International Adoption Process

  1. Submit application to Cradle of Hope. Your Cradle of Hope support team will schedule an orientation meeting.
  2. Begin a homestudy, which is a series of meetings with a social worker in your state to learn about issues related to international adoption, to determine your suitability to parent an adopted child, and to help you prepare for the experience. Cradle of Hope provides homestudy services to Maryland and Virginia families.
  3. Submit I-600A or I-800A application to your local JCIS office. Processing of your application can take several months, so you should begin this step even if you have not decided on a country from which to adopt, or if your homestudy is not complete. Cradle of Hope will provide a sample completed form for you.
  4. Collect the documents (dossier) required by the country from which you are adopting, such as your birth certificates, marriage certificate, employment letters, references, and medical clearances. Many of these documents will also be required for completion of your homestudy, and must be notarized, authenticated, translated, and approved by the embassy of the country from which you plan to adopt. Cradle of Hope will provide you with step-by-step guidance about dossier preparation.

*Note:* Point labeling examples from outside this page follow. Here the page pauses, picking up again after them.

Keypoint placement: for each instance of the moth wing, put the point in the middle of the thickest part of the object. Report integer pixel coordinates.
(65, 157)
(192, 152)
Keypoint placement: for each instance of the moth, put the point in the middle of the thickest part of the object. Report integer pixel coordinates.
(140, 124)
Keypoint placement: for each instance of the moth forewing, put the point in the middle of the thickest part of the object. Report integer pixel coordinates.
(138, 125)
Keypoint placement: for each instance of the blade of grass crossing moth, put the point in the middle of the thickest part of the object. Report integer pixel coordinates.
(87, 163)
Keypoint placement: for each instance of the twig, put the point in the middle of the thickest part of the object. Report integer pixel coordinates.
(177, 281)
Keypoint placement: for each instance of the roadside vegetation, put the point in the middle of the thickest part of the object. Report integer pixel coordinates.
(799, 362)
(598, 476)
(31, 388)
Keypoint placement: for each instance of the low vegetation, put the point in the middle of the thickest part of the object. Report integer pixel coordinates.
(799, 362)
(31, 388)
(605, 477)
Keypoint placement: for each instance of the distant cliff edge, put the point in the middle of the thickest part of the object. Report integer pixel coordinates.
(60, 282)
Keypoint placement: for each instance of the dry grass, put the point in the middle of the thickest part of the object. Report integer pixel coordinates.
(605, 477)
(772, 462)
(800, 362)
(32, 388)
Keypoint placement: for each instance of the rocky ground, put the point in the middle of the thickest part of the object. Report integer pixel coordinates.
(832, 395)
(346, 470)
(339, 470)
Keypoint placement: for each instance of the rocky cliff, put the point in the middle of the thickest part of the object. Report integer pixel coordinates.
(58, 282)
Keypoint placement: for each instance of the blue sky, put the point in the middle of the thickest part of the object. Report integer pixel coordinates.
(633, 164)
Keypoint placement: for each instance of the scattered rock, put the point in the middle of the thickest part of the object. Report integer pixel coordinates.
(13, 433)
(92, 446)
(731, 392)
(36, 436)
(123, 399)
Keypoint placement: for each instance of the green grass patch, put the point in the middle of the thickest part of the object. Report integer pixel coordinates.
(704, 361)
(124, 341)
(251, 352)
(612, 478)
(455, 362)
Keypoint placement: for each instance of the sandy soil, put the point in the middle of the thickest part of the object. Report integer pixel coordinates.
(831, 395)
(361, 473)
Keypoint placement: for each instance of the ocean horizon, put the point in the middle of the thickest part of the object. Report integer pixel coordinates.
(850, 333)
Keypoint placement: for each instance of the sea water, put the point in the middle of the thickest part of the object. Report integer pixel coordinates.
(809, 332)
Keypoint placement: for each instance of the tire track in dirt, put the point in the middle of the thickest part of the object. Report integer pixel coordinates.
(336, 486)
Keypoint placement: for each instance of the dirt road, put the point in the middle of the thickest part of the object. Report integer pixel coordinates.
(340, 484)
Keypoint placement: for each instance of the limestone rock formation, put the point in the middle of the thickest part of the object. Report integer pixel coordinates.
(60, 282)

  5. Consider a child referral. Consult medical experts. Accept referral.
  6. Prepare for travel and your stay abroad with assistance from your Cradle support team. While waiting to travel, collect donations to take to the orphanage for the children who will remain behind.
  7. Travel to your child’s country to meet him/her and finalize the adoption. Most families’ trips will be a few days to several weeks, depending on the country. In some programs, two or three trips are required, but only one parent must travel on some trips. Bilingual coordinators guide you through the process overseas. Your Cradle of Hope support team will be in regular phone contact with you throughout your trip, and with your family back home.
  8. Obtain an immigrant visa for your child from U.S. Embassy.
  9. Return home with your child!!
  10. Participate in post-placement supervision with your homestudy agency, which includes several visits over a time frame specified by your child’s birth country (usually 1 to 3 years) to make sure that the placement is going well, and to offer support and assistance in the event that outside services are needed. Reports of these post-placement visits and photos of your child are forwarded to adoption officials in your child’s birth country so that they can know the child is loved and doing well.
  11. Readopt your child in your state court, in order to obtain a U.S. birth certificate and adoption decree.